Page last updated at 23:12 GMT, Thursday, 24 September 2009 00:12 UK

Head teacher shortage 'is easing'

head teacher at desk
Some 3,000 schools in England and Wales advertised for head teachers

Problems of recruiting head teachers in England and Wales have eased slightly, according to an annual survey.

The number of posts unfilled after one advertisement was down slightly on last year, Education Data Surveys said.

Some 26% of primary, 19% of secondary and 27% of special school vacancies were unfilled, compared with 32%, 21% and 38% respectively in 2008.

Head teachers' union leader Dr John Dunford said the recession might have led senior staff to stay in schools.

He said: "In the financial uncertainty that exists in the country at the moment people are staying on a bit longer.

"We will have to wait until next year to see if the demographic downturn - which has this bulge of head teachers in their 50s and 60s approaching retirement age - causes major recruitment problems."


The report by Education Data Surveys also suggested women might finally have broken through the so-called glass ceiling to claim the top jobs in secondary schools.

It found that 44% of people appointed to headships last year were women, compared with 31% in 2008 and an average of 37% in the past five years.

However, Mick Brookes, general secretary of the National Association of Head Teachers, said a significant number of schools still struggled to fill posts after a first advert.
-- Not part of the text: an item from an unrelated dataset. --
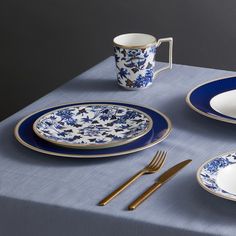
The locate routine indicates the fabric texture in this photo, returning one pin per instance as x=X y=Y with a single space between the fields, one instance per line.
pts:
x=45 y=195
He added: "The phenomenon of so many senior colleagues leaving the profession before normal retirement age does not encourage others to step up to the plate. Neither does the ever expanding and uncontrollable nature of workload for school leaders.

"However it is galling that this slight improvement in recruitment to the top job has met with misjudged recent comments from the secretary of state."

England's Children's Secretary Ed Balls had suggested schools could join together in federations and make savings on their leadership teams.


About 3,000 schools in England and Wales advertised for a head teacher last year, according to EDS.

There were an average of 4.8 applications for head teacher posts in primary schools and 15.9 for secondary schools. For special schools, the rate was 5.5 per post.

Steve Munby, chief executive of the National College for Leadership of Schools and Children's Services, said it would continue its "relentless focus" on ensuring a steady supply of the very best heads.

He added: "I'm encouraged to see that more women are being appointed to headship in the secondary sector.

"I'm also pleased that the number of unfilled headship vacancies is down on last year.

"These are both positive signs but we shouldn't forget we're operating in unprecedented times."